Aiming at the problem that the existing computer vision detection algorithm based on deep learning consumes a lot of memory and computing resources, this paper improves the structure of convolutional neural network and proposes a lightweight algorithm for defect detection of industrial products by network pruning.
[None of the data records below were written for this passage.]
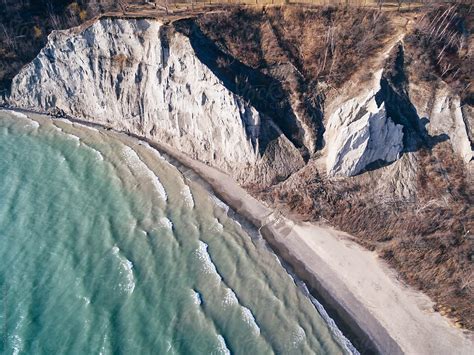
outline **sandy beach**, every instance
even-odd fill
[[[259,228],[330,313],[349,327],[363,353],[472,354],[471,333],[434,312],[426,295],[402,284],[374,252],[350,236],[277,215],[226,174],[166,145],[149,143],[195,171],[219,198]]]
[[[126,134],[194,171],[216,196],[258,228],[362,353],[472,354],[471,332],[455,328],[434,312],[426,295],[402,284],[383,260],[349,235],[328,226],[296,223],[256,200],[225,173],[166,144]]]

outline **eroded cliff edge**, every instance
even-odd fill
[[[472,99],[453,85],[459,68],[420,63],[423,31],[457,36],[461,10],[411,14],[405,26],[337,8],[104,17],[53,32],[8,103],[224,170],[274,206],[355,235],[472,328]],[[467,38],[444,51],[462,57]]]

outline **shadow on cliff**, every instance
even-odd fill
[[[189,38],[196,56],[203,62],[234,94],[244,98],[264,117],[259,136],[259,150],[263,154],[268,143],[276,139],[280,132],[266,120],[273,121],[281,132],[298,148],[302,156],[309,153],[303,144],[303,132],[297,125],[297,119],[290,105],[288,93],[282,84],[253,69],[234,57],[224,53],[204,35],[192,19],[178,20],[173,23],[179,33]]]
[[[447,134],[431,136],[426,128],[429,119],[419,117],[411,102],[407,90],[408,78],[405,74],[404,50],[401,44],[387,61],[380,86],[381,89],[375,97],[377,105],[380,106],[384,102],[387,116],[403,126],[402,153],[416,152],[422,148],[432,149],[435,145],[449,139]]]

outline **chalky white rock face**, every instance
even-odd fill
[[[393,162],[403,149],[403,127],[377,106],[376,90],[343,103],[328,120],[326,168],[331,176],[357,175],[376,161]]]
[[[53,32],[14,79],[10,104],[53,109],[165,142],[242,171],[258,160],[258,112],[229,91],[189,39],[154,20],[102,19]]]

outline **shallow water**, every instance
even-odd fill
[[[0,351],[340,354],[259,237],[146,144],[0,111]]]

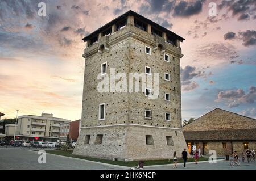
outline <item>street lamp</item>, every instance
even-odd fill
[[[15,133],[16,133],[16,126],[18,124],[18,112],[19,112],[19,110],[17,110],[17,115],[16,115],[16,122],[15,122],[15,127],[14,128],[14,136],[13,136],[13,141],[15,140]]]

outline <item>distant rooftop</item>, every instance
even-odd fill
[[[108,23],[105,25],[102,26],[100,28],[97,29],[97,30],[94,31],[90,34],[87,35],[84,38],[82,39],[82,40],[84,41],[87,41],[91,39],[93,37],[96,36],[98,33],[102,32],[102,31],[106,30],[106,29],[110,26],[112,26],[113,24],[115,24],[119,22],[121,20],[123,19],[124,18],[127,18],[128,16],[133,16],[135,18],[138,18],[140,20],[142,20],[143,22],[145,22],[147,24],[151,24],[151,26],[154,26],[154,27],[156,28],[157,29],[159,30],[160,31],[162,31],[163,32],[166,32],[167,34],[170,35],[170,36],[172,36],[174,38],[179,40],[180,41],[183,41],[185,39],[183,38],[182,37],[179,36],[178,35],[174,33],[172,31],[164,28],[164,27],[151,21],[151,20],[138,14],[138,13],[135,12],[134,11],[133,11],[131,10],[129,10],[129,11],[125,12],[125,14],[122,14],[122,15],[118,16],[118,18],[113,19],[111,22]]]

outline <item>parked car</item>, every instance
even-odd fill
[[[20,141],[14,141],[11,144],[11,146],[18,147],[22,146],[22,142]]]
[[[40,147],[42,148],[47,148],[48,146],[48,145],[46,142],[39,142],[39,145]]]
[[[48,144],[49,148],[55,148],[55,144],[54,142],[49,142]]]
[[[32,141],[30,143],[30,145],[32,147],[40,147],[39,142],[39,141]]]
[[[30,142],[29,141],[22,141],[21,145],[22,145],[22,146],[24,146],[24,147],[31,147],[31,146]]]
[[[76,146],[76,142],[73,142],[71,144],[71,145],[72,145],[72,148],[75,148],[75,146]]]

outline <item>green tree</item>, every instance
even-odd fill
[[[194,118],[191,118],[191,119],[189,119],[189,120],[188,121],[187,120],[185,120],[183,121],[182,126],[184,127],[186,125],[187,125],[188,124],[191,123],[193,121],[195,121],[195,119]]]

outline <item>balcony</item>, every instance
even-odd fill
[[[52,124],[52,127],[59,127],[60,124]]]
[[[42,128],[31,128],[31,131],[40,131],[40,132],[44,132],[46,131],[46,130],[44,129],[42,129]]]
[[[46,123],[42,123],[42,122],[32,122],[31,125],[40,125],[42,126],[45,126]]]

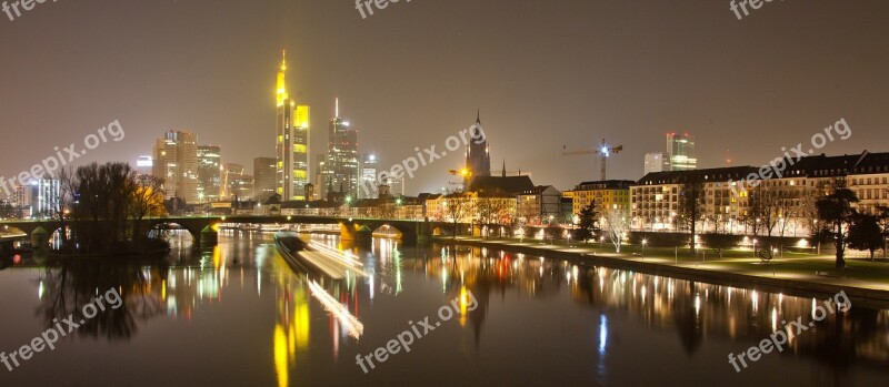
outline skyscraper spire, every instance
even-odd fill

The proposed algorithm uses the residual network to divide VGG-16 into different residual modules, introduces the sparse constraint of penalty factor and the attenuation constraint of weight matrix to measure the importance of each residual module, and cuts the residual modules with low importance, so as to greatly reduce the number of parameter learning in the deep residual network. Experiments show that this method can retain the accuracy, precision, recall and F1 score of the original network, and greatly improve the speed of network training to meet the real-time needs of product appearance defect detection.
基于轻量级卷积神经网络的工业产品缺陷检测改进算法
针对现有基于深度学习的计算机视觉检测算法消耗大量内存和计算资源的问题,本文改进了卷积神经网络的结构,提出了一种基于网络剪枝的工业产品缺陷检测的轻量级算法。该算法利用残差网络将VGG-16划分为不同的残差模块,引入惩罚因子的稀疏约束和权矩阵的衰减约束来衡量各残差模块的重要程度,并剔除重要性较低的残差模块,从而大大减少了深度残差网络中参数学习的次数。实验表明,该方法能够保留原网络的正确率、精密度、召回率和F1分数,极大地提高了网络训练的速度,满足了产品外观缺陷检测的实时性需求。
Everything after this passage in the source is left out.